Убийца не сообразит, бежать или урчать? – и хорошо ему, и жутко. Свобода дорога, неволя слáдка, и хвост как маятник – туда-сюда. На ёжике расчёски шерсть и семечки репьёв, на лаковых штанцах сосульки глины, из пасти тухлицо́й несёт, из глубины утробный рык. Под бархатом холёной шкуры – многоголосой смерти переклик. Убийца пойман. На совести его кроты, полёвки, птички, смерть бабочек, стрекоз, кузнечиков, лягух, разбитые скорлупки, на совести его разбросаны посадом кости из бульонов, литавры сбитых крышек, Васька-душегуб.
– Хороший кот, хороший, Вась…
И уши жмутся к голове, и правый глаз косит налево…
– У-у…
– Пустите вы его…
– Любаша-а!
– Ай?
– Приблудный мой у вас?
– Да где-то были тут…
– Ой, Люб, нет сил моих на их… Один тяжной, другой блажной, ложись да помирай, еро́жится над бабкой, поросёнош…
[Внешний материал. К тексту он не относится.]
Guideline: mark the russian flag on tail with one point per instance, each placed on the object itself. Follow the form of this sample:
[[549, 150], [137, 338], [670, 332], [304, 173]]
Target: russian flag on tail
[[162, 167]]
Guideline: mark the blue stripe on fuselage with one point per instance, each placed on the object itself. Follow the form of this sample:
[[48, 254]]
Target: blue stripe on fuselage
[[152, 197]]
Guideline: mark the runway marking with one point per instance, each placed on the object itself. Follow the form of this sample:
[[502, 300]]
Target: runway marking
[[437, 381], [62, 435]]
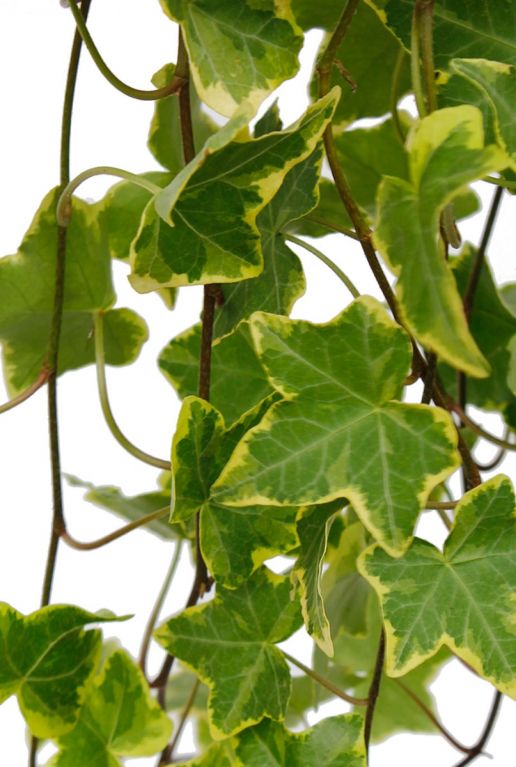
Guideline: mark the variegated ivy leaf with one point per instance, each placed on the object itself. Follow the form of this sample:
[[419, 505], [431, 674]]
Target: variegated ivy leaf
[[338, 432], [164, 140], [473, 29], [497, 83], [119, 719], [27, 299], [239, 50], [282, 281], [234, 541], [472, 583], [369, 67], [230, 644], [334, 742], [233, 360], [367, 154], [47, 660], [354, 662], [493, 327], [312, 528], [202, 227], [407, 231]]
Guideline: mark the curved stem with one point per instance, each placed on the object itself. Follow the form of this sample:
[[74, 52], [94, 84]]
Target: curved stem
[[325, 682], [168, 753], [106, 407], [511, 185], [415, 65], [374, 690], [333, 227], [153, 617], [476, 429], [97, 544], [474, 276], [40, 381], [431, 716], [64, 204], [441, 505], [477, 749], [329, 263], [136, 93], [395, 86], [497, 458], [202, 581], [55, 334]]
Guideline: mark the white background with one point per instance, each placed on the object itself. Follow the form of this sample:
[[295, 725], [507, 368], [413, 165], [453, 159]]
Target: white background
[[109, 128]]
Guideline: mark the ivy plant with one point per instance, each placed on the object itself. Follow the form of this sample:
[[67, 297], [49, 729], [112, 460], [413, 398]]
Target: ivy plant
[[304, 454]]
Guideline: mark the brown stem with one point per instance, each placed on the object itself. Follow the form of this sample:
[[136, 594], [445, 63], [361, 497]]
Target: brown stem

И тётя Люба закричала тоже:
– Саша! Саш!
И вдоль нейтральной полосы они идут вдвоём на дальние зады, в два голоса крича:
– Петруша!
– Саша!
И от кургана отвечает эхо:
– Аша!..
– Уша!..
Добжанский-душегуб сутулится…
– Рычит…
– Хороший котик, Вася… лапочка, красавец… Где Шарик, Вася? Покажи!
– Ну чё, пускать?
– Давай…
И кот, пружиной с места разогнувшись, вверх летит, вильнув куда-то вбок, прошкрябав темноту.
И темнота.
– Гадюк…
– Куда он делся-то?
– Туда…
– Вась-Вась! Вась-Вась! Васю-ю-ша! Вась-Вась! Кись-кысь!.. Сыно-о-к… кись-кысь… кись-кысь… домой иди! – несётся вдоль заборов от добжанской стороны.
– Вот гад…
– Чего – царапнул, да?
– Располоси́л…
И сад вечерний криком бабьим жив сквозь детский тайный шёпот:
– Вась-Вась!
– Петруша!
– Саша!
– Петька!
– Саня!
– Вася!
– Домой!
– Домой!
– Домой, десятый час…
17
В восьмом часу, в последний час заката Господь нисходит с неба на поля чернильной россыпью росы, тяжёлый гул шмеля над чашей мака, жужжанье пчёл, и в глубине темнеющих цветов под скрип калитки дети бродят босяком по солнцу в луже дождевой.
Дымятся в золоте тягучем облака, далёкий лес приподнимает над землёй туманом, расплавленная медь стекает в берега, река горит, в ней плавятся стволы и вспыхивают камни, сквозь сеть зеркальную скользят русалки, рыбки, облака, река горит – и гаснет. Одета в темноту, обута в тишину при вечности, старуха выходит в опустевший сад прибрать сгоревший день.
Там ночь, пока ещё не погасили на веранде свет, обходит полукругом чёрный крест окна в траве, и тайная вечеря чудится за маленьким столом кухонным, под абажуром пыльным нимбы, тени лет и мотыльков кружат, перед прощанием – неизвестность.
Там за грехи неведомы курганом ссекает серп головки светлые стеблей, и долго пахнет день парной зелёной кровью луга; соседка жарит фарш с лучком, к обеду борщ на потрошках куриных, улыбчивая бабушка толчёт в бокастой ступке известь с сахарком на угощенье по́дпольным гостям.
– Сии есть плоть и кровь моя от Новаго Завета, за вас пролитая во оставление грехов, идиного причастия причастны, вкусите тела мояго.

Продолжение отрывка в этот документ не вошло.